Jim’s emphatic point of view is this: “You need to exercise! It has to be a vital part of your life. If it’s not a part of your schedule, that no one can touch, no one can interrupt, and you make it that important, then it’s gonna get pushed out of the way for everything else. You’ve gotta make time every day for some type of exercise that suits you, that makes you happy, that gets your mind off whatever you’re doing.”

It has to be a vital part of your life. If it’s not a part of your schedule, that no one can touch, no one can interrupt…

Healthy Eating and the “How Not to Die” Philosophy

Jim confesses, “I used to be able to exercise and it didn’t matter what I ate and I could lose weight and be fine. As I got older that just didn’t work anymore. You have to watch what you eat. Eating and nutrition become incredibly important as we get old, because it’s important to our health. We can see that we look in shape, but we can’t necessarily see what’s going on inside of our bodies.”

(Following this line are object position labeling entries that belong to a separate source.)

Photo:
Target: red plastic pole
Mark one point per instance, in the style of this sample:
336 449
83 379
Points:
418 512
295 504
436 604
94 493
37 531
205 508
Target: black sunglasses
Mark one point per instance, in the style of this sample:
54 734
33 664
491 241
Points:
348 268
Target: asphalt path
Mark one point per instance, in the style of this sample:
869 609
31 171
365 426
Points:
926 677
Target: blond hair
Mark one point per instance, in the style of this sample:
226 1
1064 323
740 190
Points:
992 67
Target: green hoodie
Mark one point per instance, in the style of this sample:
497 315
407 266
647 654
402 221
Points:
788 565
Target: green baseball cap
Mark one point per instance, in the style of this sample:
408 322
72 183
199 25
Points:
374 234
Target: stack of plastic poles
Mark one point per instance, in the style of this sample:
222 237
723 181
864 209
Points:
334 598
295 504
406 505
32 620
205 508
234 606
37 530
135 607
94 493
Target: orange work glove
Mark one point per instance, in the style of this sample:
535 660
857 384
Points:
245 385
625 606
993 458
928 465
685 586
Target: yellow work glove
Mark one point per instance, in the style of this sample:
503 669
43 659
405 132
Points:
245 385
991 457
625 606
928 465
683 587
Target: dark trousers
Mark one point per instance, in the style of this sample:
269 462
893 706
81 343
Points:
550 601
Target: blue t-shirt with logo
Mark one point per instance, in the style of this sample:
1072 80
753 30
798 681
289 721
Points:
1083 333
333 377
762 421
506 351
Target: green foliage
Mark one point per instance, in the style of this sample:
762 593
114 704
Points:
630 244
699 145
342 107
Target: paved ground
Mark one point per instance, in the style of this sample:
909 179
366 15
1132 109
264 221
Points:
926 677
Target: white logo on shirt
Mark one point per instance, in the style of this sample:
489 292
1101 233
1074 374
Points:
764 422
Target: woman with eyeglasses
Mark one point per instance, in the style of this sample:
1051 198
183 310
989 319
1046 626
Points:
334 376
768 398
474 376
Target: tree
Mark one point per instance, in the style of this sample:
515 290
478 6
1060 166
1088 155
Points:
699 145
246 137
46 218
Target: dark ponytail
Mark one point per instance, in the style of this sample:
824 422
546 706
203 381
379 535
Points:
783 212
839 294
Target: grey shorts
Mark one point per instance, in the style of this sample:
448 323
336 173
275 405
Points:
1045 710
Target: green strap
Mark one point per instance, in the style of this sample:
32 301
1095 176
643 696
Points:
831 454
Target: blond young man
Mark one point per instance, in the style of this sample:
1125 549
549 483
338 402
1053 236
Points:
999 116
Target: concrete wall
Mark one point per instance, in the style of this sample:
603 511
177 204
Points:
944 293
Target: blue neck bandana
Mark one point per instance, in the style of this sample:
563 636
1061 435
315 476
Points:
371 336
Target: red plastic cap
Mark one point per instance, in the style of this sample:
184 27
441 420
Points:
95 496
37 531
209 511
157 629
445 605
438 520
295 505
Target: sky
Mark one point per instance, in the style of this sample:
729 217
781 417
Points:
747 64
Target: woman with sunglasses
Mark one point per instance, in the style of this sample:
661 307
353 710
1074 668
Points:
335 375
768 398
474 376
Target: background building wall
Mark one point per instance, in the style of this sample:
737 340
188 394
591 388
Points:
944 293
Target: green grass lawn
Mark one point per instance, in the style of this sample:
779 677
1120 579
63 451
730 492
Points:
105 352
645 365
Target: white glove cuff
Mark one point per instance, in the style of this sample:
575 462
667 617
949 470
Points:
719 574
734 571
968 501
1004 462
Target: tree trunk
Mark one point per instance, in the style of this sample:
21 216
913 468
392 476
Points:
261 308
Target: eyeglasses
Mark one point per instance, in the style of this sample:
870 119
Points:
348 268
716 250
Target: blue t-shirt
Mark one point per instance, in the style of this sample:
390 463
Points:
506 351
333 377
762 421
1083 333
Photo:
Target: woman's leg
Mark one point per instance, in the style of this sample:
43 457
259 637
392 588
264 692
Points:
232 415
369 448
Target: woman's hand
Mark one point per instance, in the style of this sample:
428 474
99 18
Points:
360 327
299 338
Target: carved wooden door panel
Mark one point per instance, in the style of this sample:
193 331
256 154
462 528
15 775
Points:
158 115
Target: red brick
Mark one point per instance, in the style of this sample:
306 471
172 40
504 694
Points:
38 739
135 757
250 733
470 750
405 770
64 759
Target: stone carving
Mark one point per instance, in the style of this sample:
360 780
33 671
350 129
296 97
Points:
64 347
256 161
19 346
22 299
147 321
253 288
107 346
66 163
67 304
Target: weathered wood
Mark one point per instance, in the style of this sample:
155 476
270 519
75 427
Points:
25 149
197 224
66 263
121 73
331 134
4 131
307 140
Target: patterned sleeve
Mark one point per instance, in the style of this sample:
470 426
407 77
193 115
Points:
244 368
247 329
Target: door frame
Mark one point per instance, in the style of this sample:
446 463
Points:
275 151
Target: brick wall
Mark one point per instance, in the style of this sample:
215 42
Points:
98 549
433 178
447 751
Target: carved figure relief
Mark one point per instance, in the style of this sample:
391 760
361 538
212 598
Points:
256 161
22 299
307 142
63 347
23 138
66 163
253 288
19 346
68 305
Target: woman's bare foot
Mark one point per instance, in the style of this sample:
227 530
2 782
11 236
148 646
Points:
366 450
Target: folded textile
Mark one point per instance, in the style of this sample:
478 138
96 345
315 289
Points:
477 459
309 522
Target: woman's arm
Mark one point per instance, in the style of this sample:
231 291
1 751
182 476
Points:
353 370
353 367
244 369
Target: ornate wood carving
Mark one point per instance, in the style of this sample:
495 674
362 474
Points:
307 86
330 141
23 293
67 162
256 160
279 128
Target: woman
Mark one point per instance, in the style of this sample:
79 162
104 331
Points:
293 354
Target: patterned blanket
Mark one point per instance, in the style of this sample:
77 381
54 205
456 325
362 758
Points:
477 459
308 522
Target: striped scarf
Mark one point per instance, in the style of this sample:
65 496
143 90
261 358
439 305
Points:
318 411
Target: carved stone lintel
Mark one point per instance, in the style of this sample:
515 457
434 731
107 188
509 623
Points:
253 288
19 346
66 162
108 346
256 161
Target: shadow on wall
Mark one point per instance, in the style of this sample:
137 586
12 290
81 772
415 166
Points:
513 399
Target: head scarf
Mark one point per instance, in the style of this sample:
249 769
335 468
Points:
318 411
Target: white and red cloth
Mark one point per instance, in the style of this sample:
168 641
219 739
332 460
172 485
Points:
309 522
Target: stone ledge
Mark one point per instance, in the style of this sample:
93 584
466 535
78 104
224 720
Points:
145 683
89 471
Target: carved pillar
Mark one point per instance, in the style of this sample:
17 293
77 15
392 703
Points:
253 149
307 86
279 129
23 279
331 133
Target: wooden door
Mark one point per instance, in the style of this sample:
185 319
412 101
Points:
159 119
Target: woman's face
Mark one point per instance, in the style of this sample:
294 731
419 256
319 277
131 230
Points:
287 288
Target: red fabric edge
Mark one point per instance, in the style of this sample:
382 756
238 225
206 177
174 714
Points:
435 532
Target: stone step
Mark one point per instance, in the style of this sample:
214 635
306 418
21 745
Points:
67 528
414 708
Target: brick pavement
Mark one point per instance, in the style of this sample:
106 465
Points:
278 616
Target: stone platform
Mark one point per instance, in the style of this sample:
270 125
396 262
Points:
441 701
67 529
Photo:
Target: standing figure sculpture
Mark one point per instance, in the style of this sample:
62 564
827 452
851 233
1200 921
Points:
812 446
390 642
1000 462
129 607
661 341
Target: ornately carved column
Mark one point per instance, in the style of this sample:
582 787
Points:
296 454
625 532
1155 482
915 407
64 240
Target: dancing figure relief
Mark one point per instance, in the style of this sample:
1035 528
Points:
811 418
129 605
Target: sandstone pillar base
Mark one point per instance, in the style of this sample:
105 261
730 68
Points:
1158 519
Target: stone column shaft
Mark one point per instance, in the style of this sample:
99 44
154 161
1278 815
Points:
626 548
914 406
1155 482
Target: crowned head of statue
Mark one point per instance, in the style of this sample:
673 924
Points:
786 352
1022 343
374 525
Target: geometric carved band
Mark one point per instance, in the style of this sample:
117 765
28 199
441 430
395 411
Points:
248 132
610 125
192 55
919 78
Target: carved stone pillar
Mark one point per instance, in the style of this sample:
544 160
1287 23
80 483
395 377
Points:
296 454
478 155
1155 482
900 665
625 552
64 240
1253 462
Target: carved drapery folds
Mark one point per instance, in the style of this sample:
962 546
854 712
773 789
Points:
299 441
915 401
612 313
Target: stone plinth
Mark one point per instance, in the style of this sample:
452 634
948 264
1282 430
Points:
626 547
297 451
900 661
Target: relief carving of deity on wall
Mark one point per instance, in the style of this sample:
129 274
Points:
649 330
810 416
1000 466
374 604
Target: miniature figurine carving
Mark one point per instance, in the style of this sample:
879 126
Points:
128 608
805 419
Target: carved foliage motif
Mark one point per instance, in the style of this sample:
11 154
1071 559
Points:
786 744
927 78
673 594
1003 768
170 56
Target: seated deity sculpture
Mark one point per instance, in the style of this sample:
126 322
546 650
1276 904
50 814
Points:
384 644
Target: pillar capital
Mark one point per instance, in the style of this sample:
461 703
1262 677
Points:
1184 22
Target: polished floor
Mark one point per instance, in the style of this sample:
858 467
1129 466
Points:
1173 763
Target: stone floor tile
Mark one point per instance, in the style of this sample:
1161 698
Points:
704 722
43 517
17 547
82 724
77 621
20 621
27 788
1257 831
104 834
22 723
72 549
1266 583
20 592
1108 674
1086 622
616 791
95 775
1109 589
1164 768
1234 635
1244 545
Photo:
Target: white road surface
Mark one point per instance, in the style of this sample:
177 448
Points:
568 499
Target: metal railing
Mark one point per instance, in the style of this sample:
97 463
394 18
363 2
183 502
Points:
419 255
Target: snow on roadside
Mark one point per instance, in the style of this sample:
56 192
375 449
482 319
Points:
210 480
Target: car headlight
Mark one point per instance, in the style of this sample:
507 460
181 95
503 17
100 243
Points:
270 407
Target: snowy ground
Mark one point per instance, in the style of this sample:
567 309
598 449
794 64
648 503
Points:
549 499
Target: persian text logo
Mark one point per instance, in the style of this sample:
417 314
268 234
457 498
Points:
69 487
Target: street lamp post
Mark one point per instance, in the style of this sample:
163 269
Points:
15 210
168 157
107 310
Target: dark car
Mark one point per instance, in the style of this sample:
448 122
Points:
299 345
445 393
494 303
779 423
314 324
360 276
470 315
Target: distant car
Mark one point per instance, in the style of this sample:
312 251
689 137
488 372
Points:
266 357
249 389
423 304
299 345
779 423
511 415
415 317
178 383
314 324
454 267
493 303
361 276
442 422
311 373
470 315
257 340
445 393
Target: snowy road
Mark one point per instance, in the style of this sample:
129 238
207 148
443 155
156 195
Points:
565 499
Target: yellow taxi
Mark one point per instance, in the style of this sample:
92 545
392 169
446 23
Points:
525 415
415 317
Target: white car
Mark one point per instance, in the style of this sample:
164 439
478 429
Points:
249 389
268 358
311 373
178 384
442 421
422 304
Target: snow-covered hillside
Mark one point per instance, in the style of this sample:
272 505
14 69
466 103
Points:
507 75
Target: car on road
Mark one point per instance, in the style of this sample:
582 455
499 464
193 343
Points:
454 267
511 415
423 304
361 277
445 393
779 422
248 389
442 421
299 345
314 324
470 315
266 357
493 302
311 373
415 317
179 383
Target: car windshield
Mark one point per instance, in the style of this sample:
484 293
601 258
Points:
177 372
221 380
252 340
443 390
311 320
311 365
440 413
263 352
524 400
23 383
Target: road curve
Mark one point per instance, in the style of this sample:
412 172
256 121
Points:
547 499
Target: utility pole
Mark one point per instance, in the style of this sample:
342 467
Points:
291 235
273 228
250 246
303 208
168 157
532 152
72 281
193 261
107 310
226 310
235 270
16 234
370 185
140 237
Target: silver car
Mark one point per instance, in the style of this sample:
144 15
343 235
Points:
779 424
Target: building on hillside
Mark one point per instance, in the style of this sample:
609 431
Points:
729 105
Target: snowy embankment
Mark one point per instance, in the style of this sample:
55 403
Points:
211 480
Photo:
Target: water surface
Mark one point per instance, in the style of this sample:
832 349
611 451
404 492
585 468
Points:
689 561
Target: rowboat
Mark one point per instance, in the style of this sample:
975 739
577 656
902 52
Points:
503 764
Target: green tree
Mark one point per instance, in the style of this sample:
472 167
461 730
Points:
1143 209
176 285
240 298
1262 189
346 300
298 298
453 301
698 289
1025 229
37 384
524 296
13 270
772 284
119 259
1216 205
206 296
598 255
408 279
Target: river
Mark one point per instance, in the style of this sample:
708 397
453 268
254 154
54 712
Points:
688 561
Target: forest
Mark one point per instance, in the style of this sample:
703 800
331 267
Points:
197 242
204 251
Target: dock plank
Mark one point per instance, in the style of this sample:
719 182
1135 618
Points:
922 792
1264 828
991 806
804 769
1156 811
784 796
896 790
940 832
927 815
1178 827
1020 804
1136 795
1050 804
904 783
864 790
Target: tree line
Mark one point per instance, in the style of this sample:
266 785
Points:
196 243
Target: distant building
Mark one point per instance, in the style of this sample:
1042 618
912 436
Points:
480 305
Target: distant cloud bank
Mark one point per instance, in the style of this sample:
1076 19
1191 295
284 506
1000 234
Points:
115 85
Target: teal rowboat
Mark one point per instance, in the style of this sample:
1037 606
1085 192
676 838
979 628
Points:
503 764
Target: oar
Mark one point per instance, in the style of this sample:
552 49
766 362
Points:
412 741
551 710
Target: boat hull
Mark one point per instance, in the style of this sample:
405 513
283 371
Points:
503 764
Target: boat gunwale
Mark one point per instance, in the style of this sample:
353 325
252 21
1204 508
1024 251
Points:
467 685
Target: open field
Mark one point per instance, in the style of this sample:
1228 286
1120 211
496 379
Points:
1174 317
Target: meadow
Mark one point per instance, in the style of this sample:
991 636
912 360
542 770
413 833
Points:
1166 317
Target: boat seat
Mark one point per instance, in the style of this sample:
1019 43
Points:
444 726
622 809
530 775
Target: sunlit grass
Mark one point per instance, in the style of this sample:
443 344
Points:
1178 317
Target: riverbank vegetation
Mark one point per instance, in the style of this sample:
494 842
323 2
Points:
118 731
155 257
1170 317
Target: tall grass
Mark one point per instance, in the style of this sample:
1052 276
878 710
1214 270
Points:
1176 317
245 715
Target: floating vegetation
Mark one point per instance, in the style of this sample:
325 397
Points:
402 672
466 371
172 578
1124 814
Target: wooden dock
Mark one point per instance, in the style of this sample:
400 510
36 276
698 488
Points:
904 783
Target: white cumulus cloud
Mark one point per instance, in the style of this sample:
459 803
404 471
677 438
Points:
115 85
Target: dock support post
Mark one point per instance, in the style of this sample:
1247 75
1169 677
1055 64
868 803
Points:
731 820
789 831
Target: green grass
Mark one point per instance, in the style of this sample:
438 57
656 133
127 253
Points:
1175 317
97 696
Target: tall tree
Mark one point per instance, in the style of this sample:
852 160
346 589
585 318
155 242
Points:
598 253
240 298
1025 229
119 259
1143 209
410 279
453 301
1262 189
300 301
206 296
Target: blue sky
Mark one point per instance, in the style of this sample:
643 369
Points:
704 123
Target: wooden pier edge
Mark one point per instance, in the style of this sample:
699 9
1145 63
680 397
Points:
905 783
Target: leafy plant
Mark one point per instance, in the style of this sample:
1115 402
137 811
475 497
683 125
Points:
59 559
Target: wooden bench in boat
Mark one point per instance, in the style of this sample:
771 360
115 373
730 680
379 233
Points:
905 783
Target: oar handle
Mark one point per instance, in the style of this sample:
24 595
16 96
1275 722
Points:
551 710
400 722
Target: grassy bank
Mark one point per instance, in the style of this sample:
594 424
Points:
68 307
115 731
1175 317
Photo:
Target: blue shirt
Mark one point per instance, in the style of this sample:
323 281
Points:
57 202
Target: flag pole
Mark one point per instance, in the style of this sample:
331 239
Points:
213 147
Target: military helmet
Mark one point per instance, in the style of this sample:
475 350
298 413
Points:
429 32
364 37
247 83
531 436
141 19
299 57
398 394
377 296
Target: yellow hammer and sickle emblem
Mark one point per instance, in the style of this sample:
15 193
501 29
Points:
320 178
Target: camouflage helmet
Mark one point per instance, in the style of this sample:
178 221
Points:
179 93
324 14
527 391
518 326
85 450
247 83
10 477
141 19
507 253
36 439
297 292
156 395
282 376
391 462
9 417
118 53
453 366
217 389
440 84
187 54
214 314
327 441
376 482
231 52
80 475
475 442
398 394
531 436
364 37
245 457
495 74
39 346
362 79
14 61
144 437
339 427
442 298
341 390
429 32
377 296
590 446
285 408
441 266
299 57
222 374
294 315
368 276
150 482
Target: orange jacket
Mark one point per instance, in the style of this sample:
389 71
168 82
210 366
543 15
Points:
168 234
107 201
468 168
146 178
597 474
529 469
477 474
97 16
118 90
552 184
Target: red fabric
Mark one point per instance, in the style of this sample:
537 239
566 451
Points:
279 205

Nowadays, Jim is moving his diet to more plant-based foods, following the evidence-based philosophy of Michael Greger, MD. In Greger’s ground-breaking book, How Not to Die, he simplifies what we all need to do if we want to avoid the lifestyle diseases that are ubiquitous in western societies: Eat more plants; eat less meat and processed foods.

Jim West and I are both fans of this approach.

The Reset Button

West sums up:

“As we get older, priorities change. But one thing that needs to continue to be a priority is taking care of ourselves. Part of that is taking vacations and doing what gives you a sense of relaxation and fulfillment, whether it be on the beach, taking a cruise, or hiking a mountain. We need to be aware that we have a reset button, and sometimes we just need to withdraw from our daily routines and hit that reset. The other part we need to pay attention to is working out and staying healthy by eating better. Our bodies change as we grow older, and we need to change our way of staying fit. It isn’t just about exercise, and it isn’t just about eating healthy. It’s about finding a balanced combination of both to meet and exceed our daily needs.”

In this competitive, fast-paced world, we need to carve that time out and give our minds a rest. Give our bodies a rest from the pressures and expectations we set on ourselves. No one ever lay on their deathbed and said, “I wish I had just one more week to get that final project done.” Make that bucket list, stay fit, and make it happen!